Rule 210(c)(1) provides that leave to participate "may include such rights ... as the hearing officer may deem appropriate." Given that the interests of the Movants are aligned, in order to avoid duplication and cumulative presentations in this proceeding, the Movants will be required to coordinate all actions in this proceeding, including the joint submission of all filings and joint representation at any hearing.

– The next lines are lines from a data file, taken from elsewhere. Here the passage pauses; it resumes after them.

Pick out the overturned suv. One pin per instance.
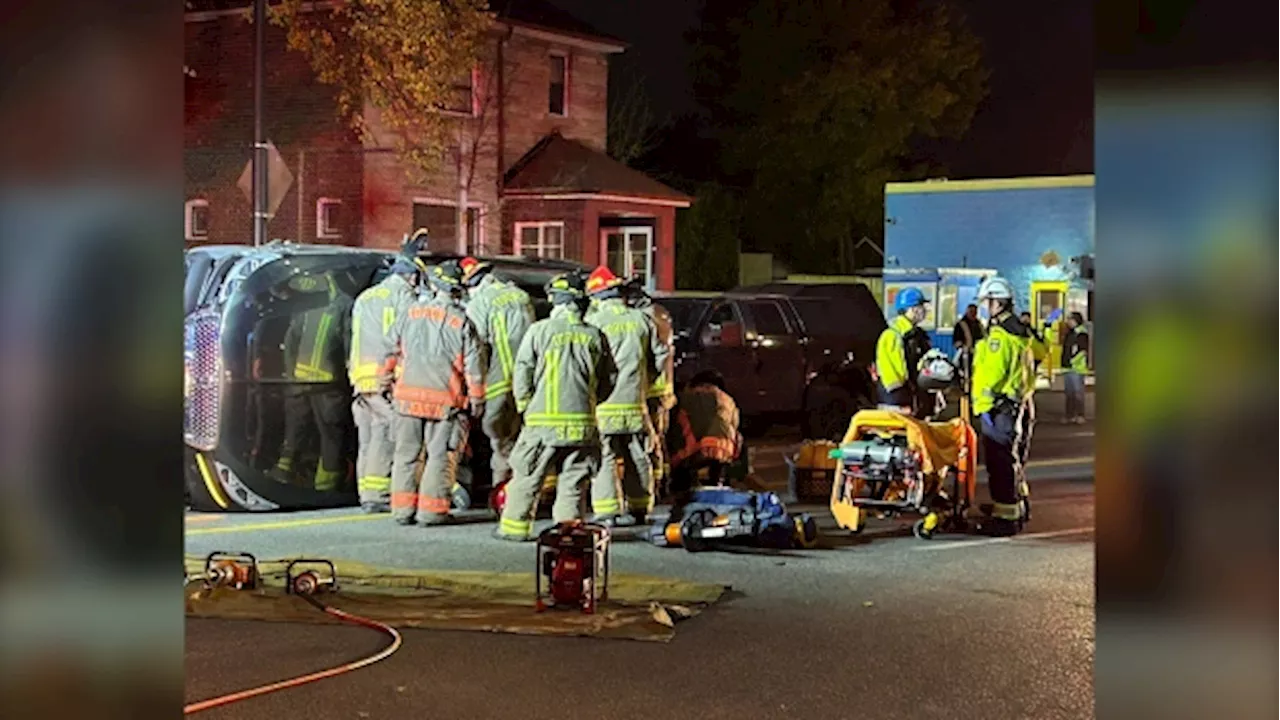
(266, 400)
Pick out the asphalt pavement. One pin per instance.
(881, 625)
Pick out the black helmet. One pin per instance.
(567, 287)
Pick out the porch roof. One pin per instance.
(558, 168)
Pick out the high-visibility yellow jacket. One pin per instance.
(502, 314)
(563, 369)
(638, 354)
(371, 320)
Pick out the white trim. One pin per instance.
(187, 213)
(567, 58)
(542, 240)
(323, 229)
(663, 203)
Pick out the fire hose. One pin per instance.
(305, 586)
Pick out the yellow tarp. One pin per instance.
(639, 607)
(941, 442)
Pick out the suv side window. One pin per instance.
(768, 318)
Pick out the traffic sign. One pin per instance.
(278, 180)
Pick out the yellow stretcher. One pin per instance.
(896, 464)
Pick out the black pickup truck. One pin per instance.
(785, 356)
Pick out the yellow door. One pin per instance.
(1047, 297)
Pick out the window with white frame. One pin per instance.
(197, 219)
(557, 101)
(328, 218)
(540, 240)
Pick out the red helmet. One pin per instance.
(602, 279)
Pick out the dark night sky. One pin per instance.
(1037, 119)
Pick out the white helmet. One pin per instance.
(995, 288)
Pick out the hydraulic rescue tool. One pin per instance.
(232, 570)
(574, 564)
(310, 582)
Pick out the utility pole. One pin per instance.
(259, 140)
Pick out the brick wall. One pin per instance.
(300, 117)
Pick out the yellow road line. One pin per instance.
(284, 524)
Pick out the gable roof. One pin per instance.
(558, 165)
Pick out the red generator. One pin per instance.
(572, 566)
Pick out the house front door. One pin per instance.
(629, 251)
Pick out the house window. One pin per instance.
(558, 89)
(440, 220)
(197, 219)
(328, 218)
(540, 240)
(462, 95)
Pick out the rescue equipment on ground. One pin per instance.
(721, 515)
(237, 570)
(306, 584)
(572, 566)
(896, 464)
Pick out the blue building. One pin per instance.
(945, 236)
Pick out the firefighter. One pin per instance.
(315, 354)
(704, 436)
(502, 314)
(899, 350)
(563, 369)
(439, 367)
(1001, 391)
(371, 320)
(662, 393)
(624, 418)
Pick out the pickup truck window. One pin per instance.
(768, 318)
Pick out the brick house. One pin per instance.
(531, 167)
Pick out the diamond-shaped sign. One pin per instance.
(278, 180)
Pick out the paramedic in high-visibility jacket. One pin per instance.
(624, 417)
(1001, 390)
(563, 370)
(502, 314)
(662, 393)
(315, 356)
(439, 384)
(371, 322)
(899, 350)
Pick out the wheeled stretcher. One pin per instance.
(896, 464)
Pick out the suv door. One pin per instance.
(778, 356)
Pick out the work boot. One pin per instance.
(434, 519)
(498, 534)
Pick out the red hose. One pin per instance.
(304, 679)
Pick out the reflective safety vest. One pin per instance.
(315, 343)
(439, 365)
(891, 365)
(705, 424)
(638, 352)
(663, 386)
(502, 314)
(1002, 365)
(371, 320)
(562, 369)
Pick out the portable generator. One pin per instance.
(572, 566)
(236, 570)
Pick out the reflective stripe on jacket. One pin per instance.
(371, 320)
(705, 424)
(638, 352)
(562, 369)
(1002, 364)
(502, 314)
(440, 364)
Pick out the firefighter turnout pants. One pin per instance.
(531, 460)
(501, 425)
(425, 465)
(374, 417)
(624, 466)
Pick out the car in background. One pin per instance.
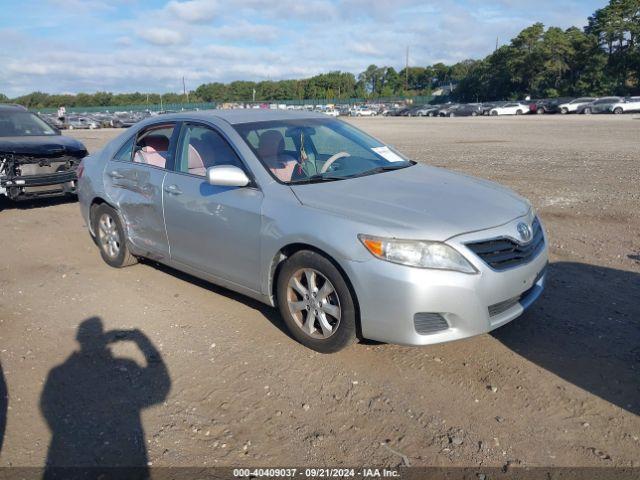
(510, 108)
(35, 159)
(245, 199)
(486, 107)
(363, 111)
(600, 105)
(462, 110)
(331, 112)
(52, 120)
(627, 105)
(548, 105)
(575, 105)
(427, 111)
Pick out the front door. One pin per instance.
(134, 183)
(213, 229)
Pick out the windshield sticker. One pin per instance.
(386, 153)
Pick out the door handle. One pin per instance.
(173, 190)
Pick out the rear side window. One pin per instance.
(152, 146)
(124, 154)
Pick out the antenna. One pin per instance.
(406, 72)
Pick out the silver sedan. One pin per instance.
(344, 234)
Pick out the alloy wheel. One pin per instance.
(108, 235)
(313, 303)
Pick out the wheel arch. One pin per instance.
(292, 248)
(95, 203)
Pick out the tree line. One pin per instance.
(602, 58)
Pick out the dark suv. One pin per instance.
(35, 159)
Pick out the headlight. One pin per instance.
(417, 253)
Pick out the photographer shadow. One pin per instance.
(92, 404)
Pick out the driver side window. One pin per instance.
(203, 147)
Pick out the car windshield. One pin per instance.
(315, 150)
(23, 124)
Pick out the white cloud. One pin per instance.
(162, 36)
(196, 11)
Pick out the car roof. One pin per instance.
(238, 116)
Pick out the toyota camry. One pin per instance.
(346, 236)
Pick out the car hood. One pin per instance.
(417, 202)
(45, 146)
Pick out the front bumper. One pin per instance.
(394, 299)
(39, 185)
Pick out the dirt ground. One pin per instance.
(560, 386)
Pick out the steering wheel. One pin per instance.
(332, 159)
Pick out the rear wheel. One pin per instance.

IT IS ORDERED that, the motions of FPL, Sithe, and EPSA to intervene, be and hereby are, DENIED; and it is further

ORDERED, that, pursuant to Rule 210(c)(1), FPL, Sithe, and EPSA are granted leave jointly to participate on a limited basis in this proceeding; and it is further

ORDERED, that the participation of FPL, Sithe, and EPSA in this proceeding shall be limited to non-duplicative involvement, including the joint submission of any briefs, exhibits, evidence or other matters limited to issues germane to their joint interests; and it is further

ORDERED, that at any hearing in this proceeding, FPL, Sithe, and EPSA shall appear by joint representation; and it is further

ORDERED, that at any hearing in this proceeding, FPL, Sithe, and EPSA may not introduce or cross-examine witnesses absent leave to do so.

Roel C. Campos
Commissioner

Endnotes

1 Holding Co. Act. Rel. No. 27574 (Oct. 7, 2002), 67 Fed. Reg. 63464. The Order contemplates a two-phase hearing: Phase I is for the limited purpose of determining whether Enron satisfies any of the particular criteria for an exemption under various sections of the Act. If a criterion for exemption is satisfied, Phase II will be for the purpose of determining whether granting an exemption to Enron would be detrimental to the public interest or the interest of investors or consumers.

2 17 C.F.R. § 201.210(b).

3 17 C.F.R. § 201.210(c).

4 15 U.S.C. § 79s.

5 FPL seeks to intervene "in light of the particular harm that could befall FPL...." Sithe claims that it "could be adversely affected...." EPSA seeks leave to intervene "in order to protect the interests of EPSA's members."